DIGITAL LIBRARY
SCIENCE OR ART? THE CREDIBILITY SPECTRUM OF IMAGE MANIPULATION
The Australian National University (AUSTRALIA)
About this paper:
Appears in: ICERI2019 Proceedings
Publication year: 2019
Pages: 6172-6179
ISBN: 978-84-09-14755-7
ISSN: 2340-1095
doi: 10.21125/iceri.2019.1485
Conference name: 12th annual International Conference of Education, Research and Innovation
Dates: 11-13 November, 2019
Location: Seville, Spain
Abstract:
Photographs and other images are essential in teaching and learning in most fields of knowledge. Getting images right in educational settings promotes clarity and student understanding; getting them wrong subverts knowledge itself, and is confounding for teachers and students alike. However, for students, (and even some educators), assessing the ability of images to be trusted as a true representations of people, places, events, and information, and preparing their own images in a credible way, is complex and often poorly understood. This impacts upon knowledge production and use; one study suggests that there may be as many as 35,000 papers indexed by PubMed alone so seriously affected by image manipulation problems that they may be candidates for retraction (Bik et al, 2018). Online, there is still a clear lack of understanding of image credibility (Shellenberger, 2016). As far as securing image rights in an open source, online world, few students have even heard of Creative Commons image licenses, let alone understand how these licenses can control how their images can be used by others.

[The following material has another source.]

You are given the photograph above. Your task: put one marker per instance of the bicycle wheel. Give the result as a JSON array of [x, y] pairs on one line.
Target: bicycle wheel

In a project underway at the Australian National University, I have been collecting data on university student image manipulation perspectives, and assembling an Image Credibility Teaching Suite for use across the breadth of the University. The data shows that there is little commonality in views on image credibility amongst university students and researchers. From these data and other associated research I present factors central to supporting credible use of photographs and images in education.

References:
[1] Bik, Elisabeth M. et al (2018) Analysis and Correction of Inappropriate Image Duplication: The Molecular and Cellular Biology Experience. Molecular and Cellular Biology. doi: 10.1128/mcb.00309-18
[2] Shellenberger, Sue (2016) Most Students Don’t Know When News Is Fake, Stanford Study Finds. The Wall Street Journal.
Keywords:
Image manipulation, knowledge credibility, fake photos.